RAUF ORBAY, B. SAMİ KANDUK YOK, ÇERKES ETHEM ve ANZAVUR AHMET VAR
“21 Mayıs 1864 tarihinde o zamanki, Osmanlı Topraklarına büyük kitleler halinde göç etmek zorunda bırakılan Çerkesler, Türkiye’yi yeni bir vatan kabul ettiler. Hal Böyleyken Türk kurtuluş savaşı tarihinde Çerkesler daha çok Çerkes Ethem’in adıyla tanınmaktadır. Çerkes Toplumuna yapılan en büyük haksızlıklardan biri, bu toplumun Anzavur Ahmet ve Çerkes Ethem’le özdeşleştirilmesidir. Kurtuluş savaşı sırasında bu iki insan dışındaki başka Çerkeslerin yok sayılmasıdır. Halbuki, Kurtuluş Savaşında başlangıçtan sonuna kadar önemli görevler ifa eden yüzden fazla Çerkes kökenli üst görevlerde insan bulunmaktadır. Mustafa Kemal’in yakın silah arkadaşlarının medfun olduğu 61 kişilik Ankara Devlet Şeref Mezarlığında 9 Çerkes’in mezarının bulunması bunun en açık delilidir.

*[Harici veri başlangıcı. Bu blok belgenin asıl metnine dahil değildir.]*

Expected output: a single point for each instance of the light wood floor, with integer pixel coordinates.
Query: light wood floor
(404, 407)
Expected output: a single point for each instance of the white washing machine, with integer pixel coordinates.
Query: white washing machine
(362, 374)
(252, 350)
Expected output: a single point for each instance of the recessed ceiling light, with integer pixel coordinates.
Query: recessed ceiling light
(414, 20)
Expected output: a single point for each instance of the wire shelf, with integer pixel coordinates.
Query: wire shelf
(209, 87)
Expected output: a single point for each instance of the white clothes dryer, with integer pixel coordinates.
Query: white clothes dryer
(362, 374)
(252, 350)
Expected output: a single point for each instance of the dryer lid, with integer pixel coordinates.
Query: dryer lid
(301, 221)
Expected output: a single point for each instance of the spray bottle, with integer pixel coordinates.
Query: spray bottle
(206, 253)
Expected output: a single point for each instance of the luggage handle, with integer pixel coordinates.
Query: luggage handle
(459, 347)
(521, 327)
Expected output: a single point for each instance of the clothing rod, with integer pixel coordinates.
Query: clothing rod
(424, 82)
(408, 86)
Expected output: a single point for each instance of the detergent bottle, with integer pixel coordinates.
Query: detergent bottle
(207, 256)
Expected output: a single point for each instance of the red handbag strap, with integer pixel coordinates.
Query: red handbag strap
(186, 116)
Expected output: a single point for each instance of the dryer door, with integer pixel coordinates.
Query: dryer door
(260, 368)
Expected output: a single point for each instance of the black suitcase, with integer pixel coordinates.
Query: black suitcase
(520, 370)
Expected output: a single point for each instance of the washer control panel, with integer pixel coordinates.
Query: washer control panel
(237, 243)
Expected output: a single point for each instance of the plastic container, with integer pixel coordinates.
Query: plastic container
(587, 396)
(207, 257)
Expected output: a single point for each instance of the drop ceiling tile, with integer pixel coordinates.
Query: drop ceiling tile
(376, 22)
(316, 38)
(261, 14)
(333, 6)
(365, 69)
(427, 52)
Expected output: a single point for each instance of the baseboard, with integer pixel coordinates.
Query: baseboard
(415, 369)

Diğer bir örnekse Amasya Mülâkatı, Çerkes General Cahit Toydemir’in evinde yapılmıştır. İstanbul Hükümetini temsilen Bahriye Nazırı Çerkes Salih Karzeg Paşa, Heyet-i Temsiliye adına Mustafa Kemal Paşa, Çerkes Rauf Orbay ve Çerkes Bekir Sami Paşa katılır. Bütün bunlar, Millî Mücadeleye Çerkesler’in verdiği desteği göstermesi bakımından çok anlamlıdır. Yine Sivas Kongresine katılan Heyet-i Temsiliyeden yedi kişiden dördünün (Rauf Orbay, BekirSami Kunduk, Hakkı Behçi, Ömer Mümtaz Tambi) Çerkes kökenli oldukları dikkate alındığında, Millî Mücadelenin başlangıcından itibaren Çerkesler’in Mustafa Kemal’e ne denli destek verdikleri ortaya çıkar.”

BU GERÇEK UNUTULMAMALI
Türkiye’nin asli kurucu unsuru olduğunun bilincinde olan Çerkesler, Türkiye Cumhuriyeti kurulmadan önce Osmanlı topraklarına göç etmiştir ve hem Osmanlı hem de Türkiye Cumhuriyeti döneminde bütün vatandaşlar gibi askere gitmiş, vergi vermiş ve benzer sıkıntıları yaşamışlardır. Buna rağmen kimlik, kültür adına yaşananlar tarihe mal olmuştur.
Şu bir gerçektir ki Çerkesler, kimlikleriyle ilgili taleplerinde çekingen davranmaktadır.
Çünkü böylesi talepler azınlık talebi gibi, emperyalist ülkelerin maşası olmak gibi kodlanmıştır.
Sonuç olarak Çerkes halkının artık kendisi olması, kendi politikalarını geliştirmesi ve kendi örgütlülüğünü oluşturması gerektiği apaçık ortada.
Eğer Çerkesler, kendi kaderini kendisi tayin eden bir halk olmak istiyorsa her şeyden önce gereği gibi örgütlenmeli.
Kendi kurumları olmayan bir halkın kendi politikalarını yürütebilmesi mümkün değildir.

GELECEK İYİ KURGULANMALI
Kimi Çerkesler, “Şimdiye kadar hep başkalarına hizmet ettik, kullanıldık!” diyerek kahrolurken kimileri de bunu “Biz, birlikte yaşadığımız halklara, içinde yaşadığımız ülkeye hep sadık olduk!” diyerek övünür.
Oysa kayıtsız şartsız kör sadakatin faturası ortada.
Biz ne yazık ki “eski” nin kalıntılarıyız ve içimizdeki “eski” bizi hep geriye çekmek istiyor.
Bu halk, bu kronik algı girdabından mutlaka çıkmalı, aklın ışığında gelecek iyi kurgulanmalı.
Geleceğimizin temsilcileri gençler daha fazla önemsenmeli, gençlerin önü açılmalı.
Bizim geride bırakacağımız en büyük miras bu olacaktır!